Our work suggests that the good effects of increased Nrf2 depends on the type cell (normal or cancerous) and type of carcinogen.
Plenty more fish in the sea – but can they help us cure blindness?
by Rebecca Ward (Supervisor: Prof Breandan Kennedy)
Inherited retinal diseases are a group of sight-threatening conditions associated with many emotional, social and economic costs for the individual and their families. These diseases occur as a result of defects in genes which are crucial for vision. Over 271 genes have been linked to an inherited retinal disease, making the study of these disorders extremely difficult.
Have you ever heard ‘carrots are good for your eyes’? Well, there is some truth to this as carrots are a rich source of Vitamin A which is essential for healthy vision. Vision relies on the eyes’ ability to recycle vitamin A to detect light from the outside world.
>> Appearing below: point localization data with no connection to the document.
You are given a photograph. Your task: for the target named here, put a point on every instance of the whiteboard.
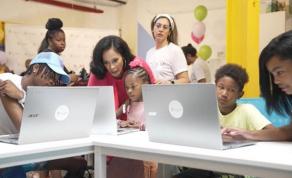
(22, 42)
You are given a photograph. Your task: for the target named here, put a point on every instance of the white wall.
(183, 14)
(33, 13)
(271, 25)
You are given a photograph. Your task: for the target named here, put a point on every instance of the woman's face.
(161, 30)
(282, 73)
(133, 85)
(113, 62)
(57, 43)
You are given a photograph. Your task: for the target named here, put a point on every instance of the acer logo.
(33, 115)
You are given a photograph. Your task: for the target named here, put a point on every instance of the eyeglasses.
(164, 27)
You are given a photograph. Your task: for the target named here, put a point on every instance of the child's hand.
(134, 124)
(123, 124)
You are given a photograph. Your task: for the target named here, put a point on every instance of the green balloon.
(200, 12)
(205, 52)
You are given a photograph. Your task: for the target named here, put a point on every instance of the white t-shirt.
(244, 116)
(166, 62)
(199, 70)
(6, 125)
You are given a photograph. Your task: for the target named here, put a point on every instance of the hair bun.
(54, 24)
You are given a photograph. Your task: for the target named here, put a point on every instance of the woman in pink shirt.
(111, 58)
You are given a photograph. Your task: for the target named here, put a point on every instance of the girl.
(275, 70)
(111, 59)
(55, 41)
(134, 79)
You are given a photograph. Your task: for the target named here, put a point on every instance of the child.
(134, 79)
(46, 69)
(230, 80)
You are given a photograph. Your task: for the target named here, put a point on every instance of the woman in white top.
(166, 59)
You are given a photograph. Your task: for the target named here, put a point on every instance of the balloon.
(197, 40)
(200, 12)
(3, 58)
(199, 29)
(1, 35)
(205, 52)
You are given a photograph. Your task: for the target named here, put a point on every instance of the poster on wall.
(22, 42)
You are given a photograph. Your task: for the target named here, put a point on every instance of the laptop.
(105, 120)
(55, 113)
(187, 114)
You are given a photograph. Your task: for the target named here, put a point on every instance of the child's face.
(133, 86)
(58, 43)
(41, 79)
(282, 73)
(227, 92)
(113, 62)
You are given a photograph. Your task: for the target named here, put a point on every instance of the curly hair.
(53, 26)
(236, 72)
(276, 99)
(173, 36)
(119, 45)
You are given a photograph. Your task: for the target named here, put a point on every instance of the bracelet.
(124, 108)
(22, 100)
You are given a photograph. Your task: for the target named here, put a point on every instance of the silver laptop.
(105, 120)
(56, 113)
(187, 114)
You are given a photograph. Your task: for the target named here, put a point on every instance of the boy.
(230, 80)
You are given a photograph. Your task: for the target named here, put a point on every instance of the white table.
(265, 159)
(12, 155)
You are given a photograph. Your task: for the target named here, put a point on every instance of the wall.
(33, 13)
(32, 17)
(184, 17)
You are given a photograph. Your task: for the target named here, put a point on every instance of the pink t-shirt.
(135, 112)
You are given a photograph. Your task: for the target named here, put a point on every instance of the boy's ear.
(241, 94)
(35, 68)
(188, 55)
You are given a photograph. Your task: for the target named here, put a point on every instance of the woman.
(166, 59)
(55, 41)
(111, 58)
(275, 70)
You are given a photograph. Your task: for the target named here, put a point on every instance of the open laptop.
(56, 113)
(105, 120)
(187, 114)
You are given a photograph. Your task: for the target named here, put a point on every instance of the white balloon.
(3, 58)
(199, 29)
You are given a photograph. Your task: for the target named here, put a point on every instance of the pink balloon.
(197, 40)
(199, 29)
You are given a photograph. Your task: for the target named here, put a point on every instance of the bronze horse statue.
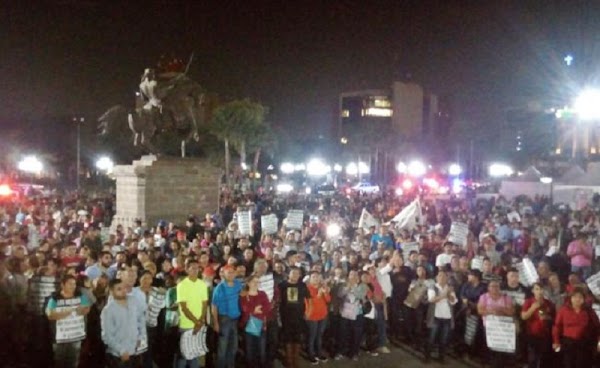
(167, 101)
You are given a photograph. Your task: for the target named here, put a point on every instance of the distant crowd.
(209, 293)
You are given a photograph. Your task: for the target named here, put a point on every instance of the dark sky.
(81, 57)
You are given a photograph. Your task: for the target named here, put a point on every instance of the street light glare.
(30, 164)
(587, 104)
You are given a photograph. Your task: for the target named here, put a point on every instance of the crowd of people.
(75, 293)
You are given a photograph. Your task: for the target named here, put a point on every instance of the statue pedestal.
(165, 188)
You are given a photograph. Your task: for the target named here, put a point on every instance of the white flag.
(367, 220)
(410, 216)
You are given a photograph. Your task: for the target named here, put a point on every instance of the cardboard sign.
(527, 273)
(268, 224)
(459, 232)
(295, 219)
(500, 334)
(244, 219)
(193, 346)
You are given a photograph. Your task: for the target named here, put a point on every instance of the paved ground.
(399, 357)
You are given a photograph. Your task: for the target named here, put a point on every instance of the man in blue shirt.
(225, 313)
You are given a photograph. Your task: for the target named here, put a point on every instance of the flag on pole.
(367, 220)
(410, 216)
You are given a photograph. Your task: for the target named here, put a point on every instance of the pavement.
(402, 356)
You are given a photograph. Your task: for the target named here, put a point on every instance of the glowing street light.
(104, 163)
(454, 169)
(498, 170)
(587, 104)
(287, 168)
(30, 164)
(417, 168)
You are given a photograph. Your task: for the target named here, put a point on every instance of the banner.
(500, 334)
(459, 232)
(295, 219)
(409, 217)
(40, 288)
(527, 272)
(156, 303)
(244, 219)
(268, 224)
(71, 328)
(193, 346)
(367, 220)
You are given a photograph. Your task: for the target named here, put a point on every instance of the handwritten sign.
(471, 329)
(156, 302)
(593, 283)
(40, 288)
(459, 231)
(71, 328)
(244, 219)
(193, 345)
(527, 273)
(409, 247)
(500, 334)
(477, 263)
(295, 219)
(268, 224)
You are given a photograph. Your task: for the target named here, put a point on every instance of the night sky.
(81, 57)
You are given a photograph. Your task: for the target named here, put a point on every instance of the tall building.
(411, 112)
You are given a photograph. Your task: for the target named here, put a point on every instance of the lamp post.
(78, 121)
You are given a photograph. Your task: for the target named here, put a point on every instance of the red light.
(5, 190)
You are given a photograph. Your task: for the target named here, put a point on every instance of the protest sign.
(459, 231)
(193, 345)
(500, 334)
(367, 220)
(409, 247)
(295, 219)
(268, 224)
(527, 273)
(244, 219)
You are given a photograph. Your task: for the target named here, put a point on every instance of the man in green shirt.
(192, 297)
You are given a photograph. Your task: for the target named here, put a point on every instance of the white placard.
(409, 247)
(295, 219)
(244, 219)
(268, 224)
(514, 216)
(71, 328)
(459, 232)
(500, 334)
(40, 288)
(477, 263)
(552, 250)
(517, 297)
(593, 283)
(527, 273)
(193, 346)
(471, 329)
(156, 302)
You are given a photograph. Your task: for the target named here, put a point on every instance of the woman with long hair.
(576, 331)
(255, 310)
(538, 314)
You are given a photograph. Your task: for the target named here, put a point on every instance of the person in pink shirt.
(581, 253)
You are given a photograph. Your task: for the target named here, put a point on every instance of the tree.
(240, 123)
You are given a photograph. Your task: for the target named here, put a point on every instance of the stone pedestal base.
(165, 188)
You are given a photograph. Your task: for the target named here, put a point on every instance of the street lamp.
(30, 164)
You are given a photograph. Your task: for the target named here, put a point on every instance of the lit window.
(376, 111)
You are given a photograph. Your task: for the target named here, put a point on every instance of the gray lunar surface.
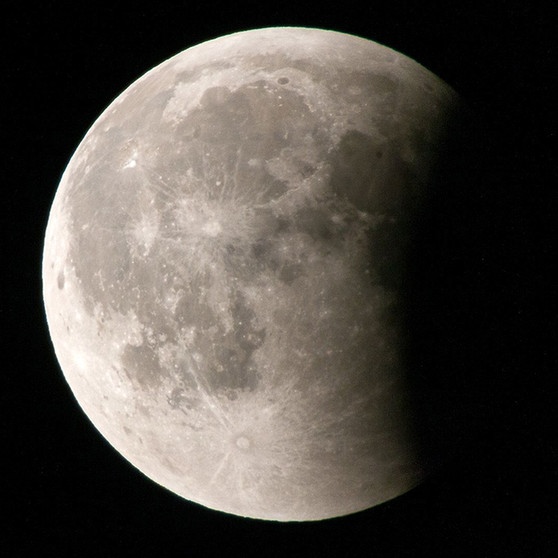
(223, 268)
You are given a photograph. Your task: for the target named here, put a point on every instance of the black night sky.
(485, 319)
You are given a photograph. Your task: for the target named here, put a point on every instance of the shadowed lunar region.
(226, 265)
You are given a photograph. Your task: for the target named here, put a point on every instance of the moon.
(224, 266)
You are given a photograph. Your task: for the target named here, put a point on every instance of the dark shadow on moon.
(445, 299)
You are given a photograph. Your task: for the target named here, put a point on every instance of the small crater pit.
(243, 443)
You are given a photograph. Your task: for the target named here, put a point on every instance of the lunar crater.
(224, 266)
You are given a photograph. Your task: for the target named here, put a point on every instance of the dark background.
(484, 321)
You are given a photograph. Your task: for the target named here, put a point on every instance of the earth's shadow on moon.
(445, 298)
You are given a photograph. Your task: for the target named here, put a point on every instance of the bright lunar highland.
(223, 270)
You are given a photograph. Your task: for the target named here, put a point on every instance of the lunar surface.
(224, 263)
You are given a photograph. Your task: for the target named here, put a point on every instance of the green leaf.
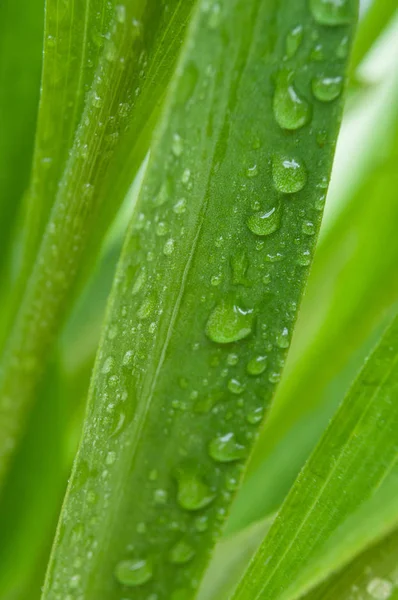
(355, 456)
(350, 296)
(210, 276)
(21, 40)
(85, 201)
(372, 575)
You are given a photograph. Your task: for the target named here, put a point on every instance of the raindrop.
(168, 248)
(133, 572)
(265, 223)
(380, 589)
(177, 146)
(289, 174)
(290, 109)
(181, 553)
(257, 365)
(333, 12)
(326, 89)
(293, 41)
(235, 386)
(308, 228)
(225, 448)
(229, 323)
(193, 494)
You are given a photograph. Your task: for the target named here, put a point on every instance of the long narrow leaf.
(357, 453)
(211, 274)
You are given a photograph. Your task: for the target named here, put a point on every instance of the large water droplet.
(181, 553)
(265, 223)
(225, 448)
(327, 89)
(257, 365)
(293, 41)
(133, 572)
(229, 323)
(289, 174)
(193, 493)
(290, 110)
(333, 12)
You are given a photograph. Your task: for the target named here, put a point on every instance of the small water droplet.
(265, 223)
(229, 323)
(293, 41)
(282, 339)
(177, 146)
(193, 493)
(255, 416)
(181, 553)
(290, 109)
(257, 365)
(169, 247)
(289, 174)
(308, 228)
(133, 573)
(333, 12)
(180, 206)
(327, 89)
(252, 171)
(380, 589)
(225, 448)
(235, 386)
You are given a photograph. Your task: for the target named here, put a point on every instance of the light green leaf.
(85, 202)
(210, 276)
(355, 456)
Cones are important light sensing cells in the back of the eye responsible for daytime vision. Death or dysfunction of cones can occur due to defects in vitamin A recycling and lead to irreversible blindness. We are using zebrafish to investigate how cones recycle vitamin A and mediate vision under bright light conditions. Zebrafish eyes and genes are similar to humans.
To date, we have blocked cone vision and vitamin A recycling in zebrafish without inducing cone death. Using this approach, we have uncovered new and exciting insights into cone vision. Understanding how we see during daytime is essential to develop urgently needed, sight-saving therapies for inherited retinal diseases.